During a recent active shooter drill in one Indiana school, law enforcement used some sort of projectile to shoot at teachers ‘execution style.’
According to the Indiana State Teachers Association, several teachers were left frightened and hurt with welts, and even bloody.
“It saddens me that we live in a day and age when you have to have this sort of training in the schools, to begin with,” Dan Holub, Indiana State Teacher’s Association Executive Director, said.
Teachers have all kinds of training they go through these days to help protect our schools and their most important assets — the students.
As more and more go through active shooter training, Dan Holler and the state’s teachers association wants to make sure one thing doesn’t happen– teachers being shot at.
“The teachers are there they don’t know this is coming and all of a sudden they’re being asked to turn around and they’re shot at. It’s just craziness,” Holub said.
That’s what they say happened earlier this year at a school in the Twin Lakes School Corporation in White County.
The White County Sheriff’s Office led a drill where deputies shot teachers with airsoft guns and some teachers said the pellets actually injured them.
“And so this is just that extreme situation where people are actually, you know, being injured bodily because of the responsibilities that they now have in our school systems.
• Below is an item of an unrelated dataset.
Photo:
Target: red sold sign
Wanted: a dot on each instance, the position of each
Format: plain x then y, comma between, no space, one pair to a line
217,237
It’s tragic.”
The school district put out a statement saying it will continue to work with the White County Sheriff’s Office and has already spoken with the sheriff’s department about how it will conduct future drills.
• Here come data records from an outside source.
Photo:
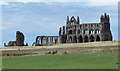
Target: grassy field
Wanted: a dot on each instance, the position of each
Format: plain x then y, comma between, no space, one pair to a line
101,60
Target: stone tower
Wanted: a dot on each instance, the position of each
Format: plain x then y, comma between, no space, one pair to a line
105,32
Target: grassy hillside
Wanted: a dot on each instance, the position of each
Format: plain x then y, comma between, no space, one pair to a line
101,60
89,44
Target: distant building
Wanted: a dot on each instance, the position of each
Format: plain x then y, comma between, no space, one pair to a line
74,32
19,40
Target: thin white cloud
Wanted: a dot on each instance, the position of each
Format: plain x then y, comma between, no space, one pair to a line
3,3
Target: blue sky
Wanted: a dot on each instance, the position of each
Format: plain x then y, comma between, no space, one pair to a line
45,18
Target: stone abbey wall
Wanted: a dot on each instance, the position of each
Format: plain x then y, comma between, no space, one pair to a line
74,32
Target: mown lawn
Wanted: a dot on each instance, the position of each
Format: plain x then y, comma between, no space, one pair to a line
101,60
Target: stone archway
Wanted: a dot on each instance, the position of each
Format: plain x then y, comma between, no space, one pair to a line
86,39
70,31
74,39
92,38
70,39
80,38
97,38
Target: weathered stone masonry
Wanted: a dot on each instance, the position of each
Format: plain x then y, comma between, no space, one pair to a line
73,32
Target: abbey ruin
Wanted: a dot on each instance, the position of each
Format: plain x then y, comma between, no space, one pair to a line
74,32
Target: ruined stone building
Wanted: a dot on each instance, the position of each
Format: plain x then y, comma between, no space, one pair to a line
19,40
74,32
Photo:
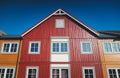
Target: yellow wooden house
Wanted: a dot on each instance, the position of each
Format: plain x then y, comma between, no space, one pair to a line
9,55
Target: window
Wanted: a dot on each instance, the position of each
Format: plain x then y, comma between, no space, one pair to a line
59,45
113,72
110,47
59,23
7,72
60,73
32,72
34,47
10,47
88,72
86,47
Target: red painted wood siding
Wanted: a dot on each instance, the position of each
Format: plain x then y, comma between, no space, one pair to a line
76,34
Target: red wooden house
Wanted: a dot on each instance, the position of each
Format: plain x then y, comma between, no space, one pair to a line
60,46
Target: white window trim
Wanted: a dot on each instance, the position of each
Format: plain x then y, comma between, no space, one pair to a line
60,40
9,52
39,45
112,68
60,20
111,48
60,71
83,73
8,68
32,67
82,52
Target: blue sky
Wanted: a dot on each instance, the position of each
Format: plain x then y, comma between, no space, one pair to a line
16,16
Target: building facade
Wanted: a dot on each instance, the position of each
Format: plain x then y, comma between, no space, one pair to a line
9,51
60,46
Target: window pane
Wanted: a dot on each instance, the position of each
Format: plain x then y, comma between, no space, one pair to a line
32,73
59,23
64,73
86,47
107,47
55,73
55,47
88,73
112,73
64,47
6,47
2,73
116,47
14,47
34,47
9,73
The sheriff told the Indy Star he will no longer be using airsoft guns in these drills.
“It is pretty pretty extraordinary in my view,” Holub said.
The Indiana Teachers Association is taking it a step further asking that lawmakers make sure this type of training isn’t used in any district in the state.
“That would prohibit as part of active shooter training that teachers and other school staff are you know shot with plastic bullets or whatever.”
Holub said the Indiana State Teachers Association has not heard an explanation from law enforcement as to why this method was used.